Erzincan'da meydana gelen 5.3 büyüklüğündeki deprem, ulusal ve uluslararası ölçekte büyük bir güvenlik alarmı oluşturdu. Depremin hemen ardından, yaşanan olayın etkileri konusunda jeolog ve deprem uzmanı Naci Görür, önemli açıklamalarda bulundu. Görür, geleneksel depremlerin ötesinde, gelecekte yaşanabilecek depremler hakkında da uyarılarda bulundu. Bu tür açıklamalar, hem bölge halkının hem de Türkiye'deki genel kamuoyunun dikkatini bir kez daha depremin etkileri ve hazırlık seviyeleri üzerine çekti.
Erzincan'ın seismik olarak aktif bir bölge olduğu bilinmektedir. Ancak 5.3 büyüklüğündeki bu deprem, bölgedeki risklerin yeniden gözden geçirilmesine vesile oldu. Naci Görür, deprem sonrası değerlendirmelerinde, böyle bir büyüklükteki depremin, özellikle de Erzincan gibi bir şehirde büyük hasara yol açabileceğini belirtti. Depremin yıkıcı etkilerinin sadece fiziksel hasarlarla sınırlı kalmayacağını, aynı zamanda psikolojik ve sosyal çalkantılara da neden olabileceğini vurguladı.
Bu bağlamda, Naci Görür, deprem öncesi hazırlıkların önemine dikkat çekti. “Bu tür olaylar, her an bizi etkileyebilir. Hiç beklenmedik bir anda meydana gelen depremlere karşı hazırlıklı olmalıyız” dedi. Görür, özellikle halkın eğitilmesi ve bilinçlendirilmesinin kritik bir adım olduğunu en üst düzeyde dile getirdi. Geçmişte yaşanan büyük depremlerin ardından yapılan araştırmaların, bu tür afetlerin önlenemeyeceğini ancak etkilerinin azaltılabileceğini gösterdiğini ifade etti.

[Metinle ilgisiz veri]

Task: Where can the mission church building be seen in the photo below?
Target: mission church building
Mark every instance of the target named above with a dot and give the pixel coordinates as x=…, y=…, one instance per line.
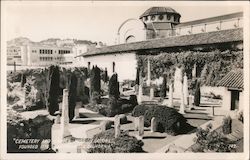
x=161, y=30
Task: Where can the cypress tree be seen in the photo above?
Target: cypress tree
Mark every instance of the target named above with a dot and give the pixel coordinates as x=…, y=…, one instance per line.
x=95, y=84
x=54, y=90
x=164, y=87
x=72, y=95
x=137, y=80
x=197, y=94
x=105, y=75
x=114, y=87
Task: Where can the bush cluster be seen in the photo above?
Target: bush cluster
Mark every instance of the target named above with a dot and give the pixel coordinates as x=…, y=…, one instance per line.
x=107, y=143
x=169, y=120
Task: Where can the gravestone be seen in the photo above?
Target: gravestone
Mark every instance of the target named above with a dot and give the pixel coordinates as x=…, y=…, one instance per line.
x=141, y=126
x=177, y=82
x=136, y=123
x=185, y=89
x=117, y=126
x=77, y=115
x=170, y=99
x=139, y=98
x=103, y=126
x=149, y=74
x=151, y=96
x=65, y=116
x=153, y=125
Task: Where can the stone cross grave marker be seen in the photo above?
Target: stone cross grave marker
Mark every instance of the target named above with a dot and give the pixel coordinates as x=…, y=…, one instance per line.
x=117, y=126
x=153, y=125
x=141, y=126
x=65, y=115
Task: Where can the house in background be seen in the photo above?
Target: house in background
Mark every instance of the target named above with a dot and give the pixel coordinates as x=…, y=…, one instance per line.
x=234, y=90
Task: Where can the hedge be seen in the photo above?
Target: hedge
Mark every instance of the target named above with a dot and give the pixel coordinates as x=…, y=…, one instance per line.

Deprem uzmanı Naci Görür, gelecekteki depremler hakkında da çeşitli senaryolar ortaya koyarak, yetkililerin ve halkın bilgilendirilmesinin önemine işaret etti. Özellikle, yarı büyüklükteki depremlerin, büyük depremlerin habercisi olabileceğini belirten Görür, “Bu koşullarda, acil durum planlarının oluşturulması, afet tatbikatlarının gerçekleştirilmesi ve binaların depreme dayanıklı hale getirilmesi elzemdir” şeklinde konuştu.
Görür, en çok kayıpların yaşandığı anın, depremin hemen ardından yapısal hasarların kontrol altına alınmadığı dönem olduğunu ifade etti. “Yapılarımızın depreme dayanıklı olup olmadığını kesin olarak bilmiyoruz. Bu durumda, depremin hemen ardından müteahhitlerin ve hasar tespit ekiplerinin hızlı bir şekilde devreye girmesi şart” dedi. Bunun yanında halkın bilinçlendirilmesi için en acil temelin eğitim olduğunu vurgulayarak, okullarda ve yerel yönetimlerde deprem konusunun sıkça işlenmesi gerektiğini de belirtti.
Naci Görür, ayrıca şu bilgileri paylaştı: “Erzincan’ı saran aktif fay hatları, her an yeni bir deprem mümkün kılabiliyor. Bu nedenle, vatandaşlar ve yerel yönetimlerin sürekli tetikte olmaları ve gerekli hazırlıkları yapmaları gerekiyor.” Bu noktada, her türlü ihbarın dikkate alınması gerektiği konusunda da ısrarcı oldu. Deprem sonrası yaşanan duygusal ve psikolojik etkilerin de göz ardı edilmemesi gerektiğine dikkat çeken Görür, “Halkın bu tür durumlarla baş edebilmesi için hem bireysel hem de toplumsal dayanışma şart” ifadeleriyle düşüncelerini tamamladı.
Sonuç olarak, Erzincan’daki deprem, hem bölge hem de ülke genelinde deprem bilincinin yeniden gözden geçirilmesi gerektiğini bir kez daha hatırlattı. Naci Görür’ün çağrıları, sadece bir uyarı değil; aynı zamanda toplumun bilinçlenmesi ve gelecekteki risklerin en aza indirilmesi için önemli bir fırsat olarak değerlendirilmeli. Deprem riskinin artarak devam ettiği bir ortamda, hazırlıklı ve bilinçli bir topluma duyulan ihtiyaç her zamankinden daha fazla.